Advogado de Dilma Rousseff no processo de impeachment, o ex-ministro José Eduardo Cardozo chorou ao comentar a declaração de Janaina Paschoal, uma das autoras das acusações contra a presidente por crime de responsabilidade fiscal. Em seu discurso final, Janaina derramou algumas lágrimas, pediu desculpas à Dilma pelo sofrimento causado e disse que fez o que fez porque pensou no futuro dos netos da presidente.

“(…) Mesmo estando certa, peço desculpas para a presidente, mas não pelo que tenho feito, mas porque sei que o que ela está vivendo não é fácil.
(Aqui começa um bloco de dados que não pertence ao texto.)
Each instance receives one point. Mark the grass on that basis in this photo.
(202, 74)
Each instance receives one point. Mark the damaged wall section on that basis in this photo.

Sei que lhe causei sofrimento. Espero que ela um dia entenda que eu fiz isso também pensando nos netos dela”, encerrou Janaina, aos prantos.

“As palavras da acusação foram muito injustas. Para quem conhece Dilma Rousseff… pedir a condenação para defender os seus netos é algo que me atingiu muito fortemente. É errado. Não é justo. (…) Achei profundamente injusta a menção aos netos. Eu não condeno alguém dizendo que vou resolver o futuro dos netos. Não posso fazer isso. Isso não se faz”, rebateu Cardozo, emocionado.

Ao longo de sua intervenção, Janaína fez um discurso apegado à Lei de Responsabilidade Fiscal, mas também atacou o PT e Dilma por divergências políticas. Ela aproveitou o momento de acusação da presidente para dizer que não foi contratada pelo PSDB, por R$ 45 mil, para fazer o pedido de impeachment levado à Câmara. Foi criticada pela senadora Gleisi Hoffmann (PT), que disparou que se Janaina quisesse fazer discurso político e não técnico, deveria tentar se eleger antes.

Cardozo, por sua vez, disse que o crime de responsabilidade fiscal apontado pela acusação é só um pretexto para tirar Dilma do poder em função da crise política e econômica. Ele resgatou a trajetória de luta da presidente durante a ditadura militar, e incitou seus ex-ministros – alguns, hoje, favoráveis ao impeachment – a apontar existência de irregularidades nos atos da petista.

Ao final, Cardozo descredenciou a defesa de Janaina, mas disse que o pior momento foi o da menção à família da presidente. Ele disse que atacar o PT é algo rotineiro e que os partidários já estão acostumando, mas citar os netos foi um ataque injusto. O ex-ministro saiu abraçado com petistas.

“Acho que do ponto de vista humano, aquele que perde a capacidade de se indignar diante de uma injustiça, perdeu sua humanidade. Por isso me emocionei, não perdi minha humanidade”, comentou.